The suspicion must be that this may be a cynical attempt to force a settlement with Guardian Trust. If this is the case, the courts should not be a party to what would be a misuse of the court processes.
Of the 16,500 investors across Hanover Finance, Hanover Capital, and United Finance, it was initially estimated about 5,500 of them were eligible for a payout, with the FMA's claim and resulting settlement covering the period between December 2007 and July 2008. Payouts ranged from 6.5 cents in the dollar up to 19 cents, depending on which company they invested in, with the last distribution to eligible investors expected to be made this month.
Hotchin originally sought to draw Perpetual Trust into the claim as well, but settled with that trustee ahead of last year's Supreme Court hearing. Perpetual and Guardian are now owned by Bath Street Capital, and have merged to become Perpetual Guardian.

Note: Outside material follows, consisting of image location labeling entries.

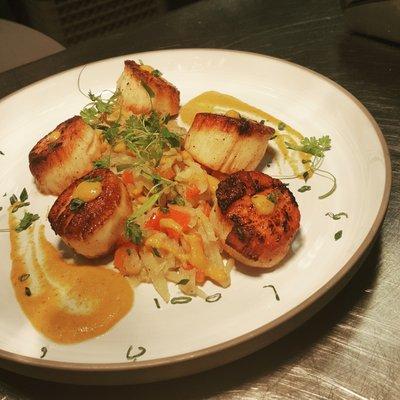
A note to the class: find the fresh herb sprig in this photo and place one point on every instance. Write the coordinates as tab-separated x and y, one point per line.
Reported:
312	145
317	148
99	107
26	221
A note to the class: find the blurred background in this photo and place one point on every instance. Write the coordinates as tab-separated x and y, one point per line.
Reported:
33	29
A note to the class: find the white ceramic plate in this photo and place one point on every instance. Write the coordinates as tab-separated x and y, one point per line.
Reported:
182	339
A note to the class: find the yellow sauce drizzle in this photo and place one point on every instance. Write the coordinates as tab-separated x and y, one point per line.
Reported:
65	302
220	103
87	191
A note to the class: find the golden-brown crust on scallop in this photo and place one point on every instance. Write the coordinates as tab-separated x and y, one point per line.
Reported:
57	161
226	144
256	239
135	98
104	216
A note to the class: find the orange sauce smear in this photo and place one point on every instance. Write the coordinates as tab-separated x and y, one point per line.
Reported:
65	302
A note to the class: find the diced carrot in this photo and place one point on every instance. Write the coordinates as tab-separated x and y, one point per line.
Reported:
127	177
173	234
192	193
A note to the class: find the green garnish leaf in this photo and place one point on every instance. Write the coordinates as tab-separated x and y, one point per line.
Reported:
93	112
155	252
111	132
275	291
172	138
213	298
44	352
157	303
104	162
178	200
337	216
13	199
133	231
94	179
148	89
338	235
156	73
304	188
24	195
23	277
312	145
133	357
19	205
281	126
272	197
76	204
26	221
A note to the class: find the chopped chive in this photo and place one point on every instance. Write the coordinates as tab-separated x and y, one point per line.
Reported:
26	221
133	357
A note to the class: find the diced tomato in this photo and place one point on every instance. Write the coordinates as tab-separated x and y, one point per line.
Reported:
168	173
192	193
127	177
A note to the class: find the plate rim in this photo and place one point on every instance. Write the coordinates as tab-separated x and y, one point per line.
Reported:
281	321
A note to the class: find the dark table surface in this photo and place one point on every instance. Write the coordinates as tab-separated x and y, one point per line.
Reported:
351	348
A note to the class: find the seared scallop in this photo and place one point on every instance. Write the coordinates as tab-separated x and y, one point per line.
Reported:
90	214
64	155
256	218
143	90
227	143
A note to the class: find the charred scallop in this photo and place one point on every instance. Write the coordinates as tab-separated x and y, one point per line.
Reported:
256	219
64	155
227	143
90	214
143	90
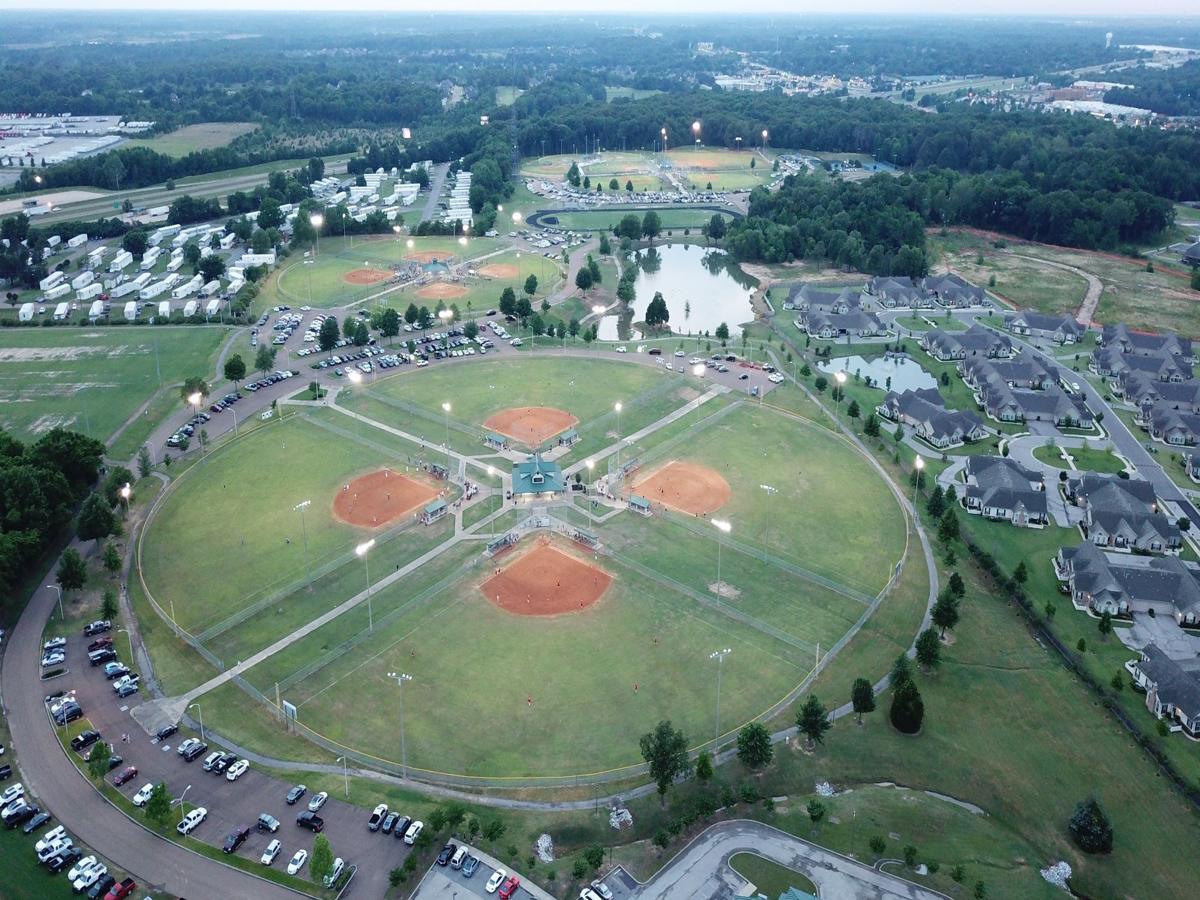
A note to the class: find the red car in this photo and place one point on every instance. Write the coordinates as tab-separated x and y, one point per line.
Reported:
121	889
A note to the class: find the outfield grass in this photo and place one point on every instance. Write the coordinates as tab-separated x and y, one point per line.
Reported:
94	378
191	138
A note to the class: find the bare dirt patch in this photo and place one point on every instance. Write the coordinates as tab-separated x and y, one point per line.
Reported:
685	486
531	425
499	270
546	581
365	276
379	498
442	291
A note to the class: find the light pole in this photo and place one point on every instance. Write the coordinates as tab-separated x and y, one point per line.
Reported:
346	774
723	527
304	531
401	677
719	655
199	714
316	220
59	588
361	551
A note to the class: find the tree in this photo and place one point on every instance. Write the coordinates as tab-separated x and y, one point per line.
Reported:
1090	827
665	751
97	760
159	804
907	708
96	519
813	721
946	611
389	324
705	767
264	360
929	648
235	369
112	559
322	861
754	747
862	697
328	335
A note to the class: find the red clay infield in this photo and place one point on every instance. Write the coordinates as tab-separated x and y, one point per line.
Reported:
365	276
531	425
546	581
687	487
379	498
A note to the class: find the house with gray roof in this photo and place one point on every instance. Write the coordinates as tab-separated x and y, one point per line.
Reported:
1060	329
1127	585
954	292
1002	489
898	294
976	341
1173	688
1122	514
925	413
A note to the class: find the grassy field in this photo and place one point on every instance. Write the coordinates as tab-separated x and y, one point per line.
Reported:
94	378
190	138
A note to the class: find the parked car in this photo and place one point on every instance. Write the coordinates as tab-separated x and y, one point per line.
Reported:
298	861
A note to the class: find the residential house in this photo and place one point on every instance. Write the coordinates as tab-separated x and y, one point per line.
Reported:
1126	585
999	487
925	413
1173	691
1122	514
976	341
954	292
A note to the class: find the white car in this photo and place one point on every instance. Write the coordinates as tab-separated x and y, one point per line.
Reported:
81	868
143	795
192	820
273	850
89	877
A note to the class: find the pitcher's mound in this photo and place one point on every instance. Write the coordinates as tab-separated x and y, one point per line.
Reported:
499	270
531	425
687	487
381	498
365	276
546	581
442	291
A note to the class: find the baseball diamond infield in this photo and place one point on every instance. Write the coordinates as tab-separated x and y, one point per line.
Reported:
685	486
442	291
531	425
546	581
379	498
365	276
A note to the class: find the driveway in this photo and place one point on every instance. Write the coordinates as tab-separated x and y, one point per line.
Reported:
701	871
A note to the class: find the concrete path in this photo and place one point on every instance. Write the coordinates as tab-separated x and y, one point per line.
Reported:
702	873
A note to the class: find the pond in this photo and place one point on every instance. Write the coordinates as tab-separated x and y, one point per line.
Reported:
904	372
702	288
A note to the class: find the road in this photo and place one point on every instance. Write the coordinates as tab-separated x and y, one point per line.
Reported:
701	871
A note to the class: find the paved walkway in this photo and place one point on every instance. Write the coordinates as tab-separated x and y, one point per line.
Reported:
702	871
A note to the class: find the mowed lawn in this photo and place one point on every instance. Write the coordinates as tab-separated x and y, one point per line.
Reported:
829	510
475	670
91	379
228	535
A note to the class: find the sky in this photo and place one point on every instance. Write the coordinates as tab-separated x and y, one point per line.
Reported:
1083	9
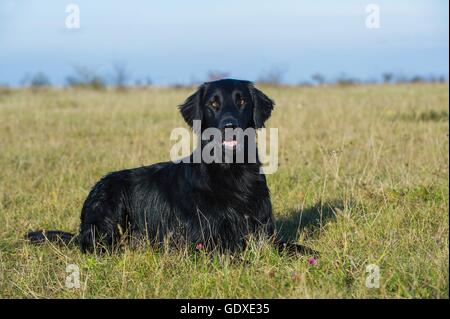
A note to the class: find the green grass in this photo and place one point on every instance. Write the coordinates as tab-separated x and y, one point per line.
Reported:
363	178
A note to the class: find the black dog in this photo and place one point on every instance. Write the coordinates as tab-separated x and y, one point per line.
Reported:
217	205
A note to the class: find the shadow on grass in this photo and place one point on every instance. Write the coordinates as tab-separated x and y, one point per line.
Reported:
307	220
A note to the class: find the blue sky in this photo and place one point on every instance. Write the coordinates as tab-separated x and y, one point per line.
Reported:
180	41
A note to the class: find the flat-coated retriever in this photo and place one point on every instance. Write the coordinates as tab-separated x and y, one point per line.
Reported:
217	205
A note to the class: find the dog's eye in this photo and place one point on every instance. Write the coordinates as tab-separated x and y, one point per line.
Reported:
215	104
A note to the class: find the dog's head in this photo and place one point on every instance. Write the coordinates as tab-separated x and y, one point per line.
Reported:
227	104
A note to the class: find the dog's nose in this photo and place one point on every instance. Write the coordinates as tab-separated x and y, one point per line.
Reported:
229	123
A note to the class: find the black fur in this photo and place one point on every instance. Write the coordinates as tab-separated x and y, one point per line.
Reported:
218	205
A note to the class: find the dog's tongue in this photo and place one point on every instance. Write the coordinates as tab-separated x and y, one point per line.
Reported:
230	143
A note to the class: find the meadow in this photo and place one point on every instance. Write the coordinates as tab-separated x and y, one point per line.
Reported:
362	178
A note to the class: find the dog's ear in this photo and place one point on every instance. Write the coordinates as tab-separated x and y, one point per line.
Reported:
262	106
191	109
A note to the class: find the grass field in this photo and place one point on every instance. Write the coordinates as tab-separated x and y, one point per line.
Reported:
363	178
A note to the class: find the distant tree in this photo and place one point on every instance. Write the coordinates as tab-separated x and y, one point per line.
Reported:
417	79
272	77
387	77
345	80
217	75
318	78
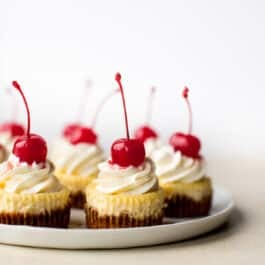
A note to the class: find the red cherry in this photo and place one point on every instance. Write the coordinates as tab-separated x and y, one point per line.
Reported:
126	152
83	135
70	128
29	148
144	133
188	144
15	129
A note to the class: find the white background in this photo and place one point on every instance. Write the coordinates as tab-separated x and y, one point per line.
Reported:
215	47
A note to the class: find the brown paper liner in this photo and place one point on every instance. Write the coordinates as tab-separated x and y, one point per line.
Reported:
94	220
57	218
181	206
78	199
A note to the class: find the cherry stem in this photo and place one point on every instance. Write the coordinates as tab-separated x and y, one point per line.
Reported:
14	110
118	79
101	105
83	100
17	86
150	105
185	94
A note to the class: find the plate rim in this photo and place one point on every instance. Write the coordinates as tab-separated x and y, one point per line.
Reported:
226	209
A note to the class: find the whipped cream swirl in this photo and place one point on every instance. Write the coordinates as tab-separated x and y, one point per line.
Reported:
113	179
151	145
81	159
172	166
16	177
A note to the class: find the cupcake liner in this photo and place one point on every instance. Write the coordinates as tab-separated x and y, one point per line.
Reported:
94	220
181	206
59	218
78	199
138	206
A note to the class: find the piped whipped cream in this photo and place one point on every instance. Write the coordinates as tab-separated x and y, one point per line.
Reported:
172	166
16	177
113	179
81	159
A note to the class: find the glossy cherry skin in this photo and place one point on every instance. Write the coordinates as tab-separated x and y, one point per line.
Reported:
30	149
83	135
127	152
70	128
188	144
144	133
15	129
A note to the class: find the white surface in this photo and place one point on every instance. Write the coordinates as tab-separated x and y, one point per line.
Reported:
216	47
76	238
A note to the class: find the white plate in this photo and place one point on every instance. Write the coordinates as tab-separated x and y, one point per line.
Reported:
77	237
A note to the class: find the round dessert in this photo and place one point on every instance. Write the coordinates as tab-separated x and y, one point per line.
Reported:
29	192
126	191
182	175
145	133
76	157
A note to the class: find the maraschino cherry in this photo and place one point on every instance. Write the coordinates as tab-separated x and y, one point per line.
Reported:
126	151
146	132
13	128
81	134
188	144
29	148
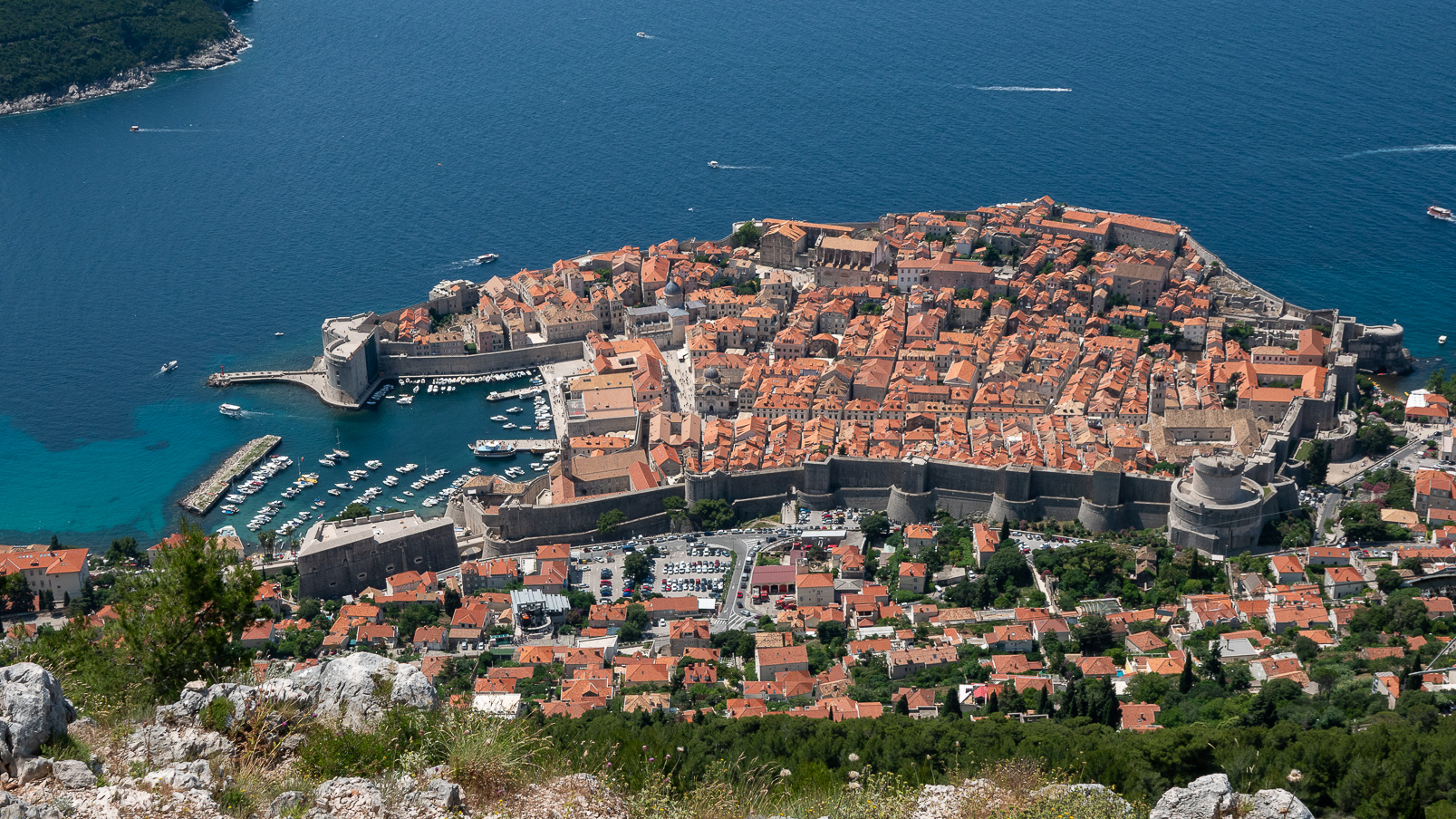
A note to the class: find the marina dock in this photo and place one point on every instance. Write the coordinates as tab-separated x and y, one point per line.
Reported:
206	495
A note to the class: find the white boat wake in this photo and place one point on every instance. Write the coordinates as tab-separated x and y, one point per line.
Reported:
1405	150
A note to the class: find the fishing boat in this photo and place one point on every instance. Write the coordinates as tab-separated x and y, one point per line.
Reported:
492	449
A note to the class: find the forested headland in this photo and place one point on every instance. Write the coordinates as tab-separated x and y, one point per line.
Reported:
48	45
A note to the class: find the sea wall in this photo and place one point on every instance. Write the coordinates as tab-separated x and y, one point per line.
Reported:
907	489
477	364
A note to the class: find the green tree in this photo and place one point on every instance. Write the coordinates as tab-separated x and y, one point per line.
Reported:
1374	437
307	610
181	620
1388	579
609	521
747	235
415	616
1094	634
635	569
952	703
712	514
122	549
874	525
1318	461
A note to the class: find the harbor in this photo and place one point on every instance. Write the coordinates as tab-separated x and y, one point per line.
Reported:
206	495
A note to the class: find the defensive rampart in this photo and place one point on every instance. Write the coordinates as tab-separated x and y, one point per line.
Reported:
909	490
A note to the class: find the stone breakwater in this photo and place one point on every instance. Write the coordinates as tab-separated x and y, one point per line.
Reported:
211	55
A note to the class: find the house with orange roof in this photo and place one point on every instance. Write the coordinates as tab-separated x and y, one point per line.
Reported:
1139	716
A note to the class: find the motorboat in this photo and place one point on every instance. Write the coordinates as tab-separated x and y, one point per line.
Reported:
492	449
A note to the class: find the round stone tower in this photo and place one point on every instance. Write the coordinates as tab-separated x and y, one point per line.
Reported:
1216	508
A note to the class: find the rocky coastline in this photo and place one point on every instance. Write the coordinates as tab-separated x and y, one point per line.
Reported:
211	55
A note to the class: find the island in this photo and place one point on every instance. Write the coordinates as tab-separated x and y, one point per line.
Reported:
55	53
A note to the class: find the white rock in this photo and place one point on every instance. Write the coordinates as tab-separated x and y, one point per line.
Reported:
31	768
160	745
73	775
181	776
33	710
1206	797
352	689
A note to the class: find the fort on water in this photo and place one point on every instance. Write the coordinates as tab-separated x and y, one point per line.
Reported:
1019	361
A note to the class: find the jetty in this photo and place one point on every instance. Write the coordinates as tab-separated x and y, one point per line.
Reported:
206	495
522	393
537	446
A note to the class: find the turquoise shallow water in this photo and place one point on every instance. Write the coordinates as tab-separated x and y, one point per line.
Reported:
354	158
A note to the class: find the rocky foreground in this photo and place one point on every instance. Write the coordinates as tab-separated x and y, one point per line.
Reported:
210	55
181	766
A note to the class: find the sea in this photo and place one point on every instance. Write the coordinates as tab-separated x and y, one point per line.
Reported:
357	155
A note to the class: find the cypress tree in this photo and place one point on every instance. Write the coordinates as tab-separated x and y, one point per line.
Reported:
952	703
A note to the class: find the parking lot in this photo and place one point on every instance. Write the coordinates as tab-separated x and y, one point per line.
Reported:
681	569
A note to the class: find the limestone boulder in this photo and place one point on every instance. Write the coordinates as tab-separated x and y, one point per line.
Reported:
360	689
1206	797
33	711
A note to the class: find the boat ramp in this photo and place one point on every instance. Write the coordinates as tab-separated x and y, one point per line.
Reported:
206	495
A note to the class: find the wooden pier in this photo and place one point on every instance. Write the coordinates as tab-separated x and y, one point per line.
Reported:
206	495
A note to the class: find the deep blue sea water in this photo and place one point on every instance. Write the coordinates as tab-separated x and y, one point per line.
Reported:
357	153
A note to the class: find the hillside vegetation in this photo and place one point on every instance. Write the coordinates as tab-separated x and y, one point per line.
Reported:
47	45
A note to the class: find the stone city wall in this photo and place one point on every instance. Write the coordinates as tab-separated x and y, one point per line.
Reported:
477	364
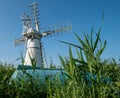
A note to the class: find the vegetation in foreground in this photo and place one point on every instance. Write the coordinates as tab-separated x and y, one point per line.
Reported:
88	76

"In response to the Supreme Court's judgment in Hotchin v Guardian Trust released 15 March, Guardian Trust is currently reviewing the full judgment," the trustee company said in a statement.
Hanover Finance froze $554 million of investor funds in July 2008 after running into financial difficulties and investors eventually voted to accept a debt-for-equity deal with Allied Farmers, which later turned sour. Both Lehman Brothers and Lombard Finance and Investments had looked at possibly buying the loans in early 2008, former Lombard boss Michael Reeves said in court testimony in 2011.
Both the Serious Fraud Office and FMA conducted lengthy investigations into Hanover's dealings, spending a combined $4.6 million, but neither agency laid criminal charges and the FMA's civil case covered a narrow timeframe.